Zero-shot audio classification tasks present a significant challenge in machine learning, particularly when labeled data is scarce. This article explores the application of Hugging Face’s open-source models, specifically the Contrastive Language-Audio Pretraining (CLAP) models, in addressing this task.
The CLAP models leverage contrastive learning techniques to learn representations of audio data without relying on labeled examples during training. The article covers the setup of working environments, building an audio classification pipeline, and considerations such as sampling rates for transformer models. It delves into the architecture and training process of the CLAP models, highlighting their effectiveness in zero-shot audio classification tasks.
Readers interested in zero-shot learning, audio classification, and leveraging pre-trained models for natural language and audio processing tasks will find this article informative and valuable for their research and practical applications.
Table of Contents:
Setting Up Working Environments
Build Audio Classification Pipeline
Sampling Rate for Transformer Models
Zero-Shot Audio Classification
My E-book: Data Science Portfolio for Success Is Out!

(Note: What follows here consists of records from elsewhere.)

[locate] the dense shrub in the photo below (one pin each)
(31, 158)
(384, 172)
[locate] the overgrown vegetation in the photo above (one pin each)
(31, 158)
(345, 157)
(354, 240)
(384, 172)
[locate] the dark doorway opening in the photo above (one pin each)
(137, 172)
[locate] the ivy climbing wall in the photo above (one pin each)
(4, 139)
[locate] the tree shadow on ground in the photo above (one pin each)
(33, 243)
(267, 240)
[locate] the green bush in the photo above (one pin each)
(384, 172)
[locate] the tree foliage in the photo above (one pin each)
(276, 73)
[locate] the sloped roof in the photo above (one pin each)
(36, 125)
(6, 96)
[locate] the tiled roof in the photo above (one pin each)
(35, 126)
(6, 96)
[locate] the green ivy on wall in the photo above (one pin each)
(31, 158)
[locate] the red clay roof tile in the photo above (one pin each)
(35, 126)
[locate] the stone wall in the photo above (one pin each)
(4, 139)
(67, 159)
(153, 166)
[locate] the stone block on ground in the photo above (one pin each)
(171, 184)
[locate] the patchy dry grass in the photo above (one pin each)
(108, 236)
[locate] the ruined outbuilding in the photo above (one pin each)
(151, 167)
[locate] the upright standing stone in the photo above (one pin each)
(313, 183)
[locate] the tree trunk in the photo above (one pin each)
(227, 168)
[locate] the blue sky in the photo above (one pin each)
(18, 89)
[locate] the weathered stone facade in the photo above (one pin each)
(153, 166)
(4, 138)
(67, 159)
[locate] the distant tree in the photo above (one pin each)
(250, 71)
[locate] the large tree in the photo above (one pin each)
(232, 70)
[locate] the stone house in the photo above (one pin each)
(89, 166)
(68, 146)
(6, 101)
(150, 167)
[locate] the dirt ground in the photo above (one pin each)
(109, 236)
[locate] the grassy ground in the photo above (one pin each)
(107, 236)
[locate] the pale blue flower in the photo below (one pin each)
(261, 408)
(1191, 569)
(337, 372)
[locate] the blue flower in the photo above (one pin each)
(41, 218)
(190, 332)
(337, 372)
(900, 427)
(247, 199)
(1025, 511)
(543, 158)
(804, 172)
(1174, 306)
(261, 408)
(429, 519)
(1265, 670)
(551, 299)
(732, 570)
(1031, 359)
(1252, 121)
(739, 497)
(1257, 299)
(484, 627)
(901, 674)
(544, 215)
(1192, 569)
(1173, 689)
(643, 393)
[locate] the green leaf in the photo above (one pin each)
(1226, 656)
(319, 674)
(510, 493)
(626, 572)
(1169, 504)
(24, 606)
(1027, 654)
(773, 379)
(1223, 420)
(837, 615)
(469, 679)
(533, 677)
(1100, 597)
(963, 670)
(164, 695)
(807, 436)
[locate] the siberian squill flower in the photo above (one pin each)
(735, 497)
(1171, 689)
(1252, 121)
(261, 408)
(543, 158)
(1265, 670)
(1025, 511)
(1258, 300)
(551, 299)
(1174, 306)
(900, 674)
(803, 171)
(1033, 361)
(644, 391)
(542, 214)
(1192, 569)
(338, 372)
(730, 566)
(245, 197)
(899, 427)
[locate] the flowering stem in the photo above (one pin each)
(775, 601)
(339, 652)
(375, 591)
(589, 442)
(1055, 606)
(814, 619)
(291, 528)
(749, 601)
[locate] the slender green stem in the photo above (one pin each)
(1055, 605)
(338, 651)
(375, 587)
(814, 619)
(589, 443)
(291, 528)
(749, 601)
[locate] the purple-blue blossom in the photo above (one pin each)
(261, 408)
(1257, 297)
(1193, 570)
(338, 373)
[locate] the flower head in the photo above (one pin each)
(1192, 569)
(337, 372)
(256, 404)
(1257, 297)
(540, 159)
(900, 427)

I recently published my first e-book Data Science Portfolio for Success which is a practical guide on how to build your data science portfolio. The book covers the following topics: The Importance of Having a Portfolio as a Data Scientist How to Build a Data Science Portfolio That Will Land You a Job?
1. Setting Up Working Environments
Let's start by setting up the working environments. First, we will download the packages we will use in this article. We will download the transformers package and the datasets packages from HuggingFace to be able to download the model and the dataset we will work with. We will also download Soundfile and librosa to be able to work with sound files in Python. The librosa library may need to have ffmpeg installed. This page on librosa provides installation instructions for ffmpeg.
!pip install transformers
!pip install datasets
!pip install soundfile
!pip install librosa
Next, we will download the dataset we will be using from the huggingface hub. The data we will be using is the esc50 dataset, which is a dataset for environmental sound classification. The ESC-50 dataset is a labeled collection of 2000 environmental audio recordings suitable for benchmarking methods of environmental sound classification.
The dataset consists of 5-second-long recordings organized into 50 semantical classes (with 40 examples per class) loosely arranged into 5 major categories:
Animals
Natural soundscapes & water sounds
Human, non-speech sounds
Interior/domestic sounds
Exterior/urban noises
from datasets import load_dataset, load_from_disk
# This dataset is a collection of different sounds of 5 seconds
# dataset = load_dataset("ashraq/esc50",
# split="train[0:10]")
dataset = load_from_disk("./models/ashraq/esc50/train")
Let's explore the first sound clip and see what the data contains. We can see it has first the filename in the dataset and the category also an array of values and the sampling rate for this sound clip.
audio_sample = dataset[0]
audio_sample
{‘filename’: ‘1–100032-A-0.wav’,
‘fold’: 1,
‘target’: 0,
‘category’: ‘dog’,
‘esc10’: True,
‘src_file’: 100032,
‘take’: ‘A’,
‘audio’: {‘path’: None,
‘array’: array([0., 0., 0., …, 0., 0., 0.]),
‘sampling_rate’: 44100}}
You can use the code below to listen for this sound clip in the Jupyter notebook
from IPython.display import Audio as IPythonAudio
IPythonAudio(audio_sample["audio"]["array"],
rate=audio_sample["audio"]["sampling_rate"])
2. Build Audio Classification
Pipeline
For the zero-shot audio classification, we will use the Contrastive Language-Audio Pretraining (CLAP) model. Contrastive learning has shown remarkable success in the field of multimodal representation learning. CLAP was proposed in the CLAP: Learning Audio Concepts From Natural Language Supervision paper.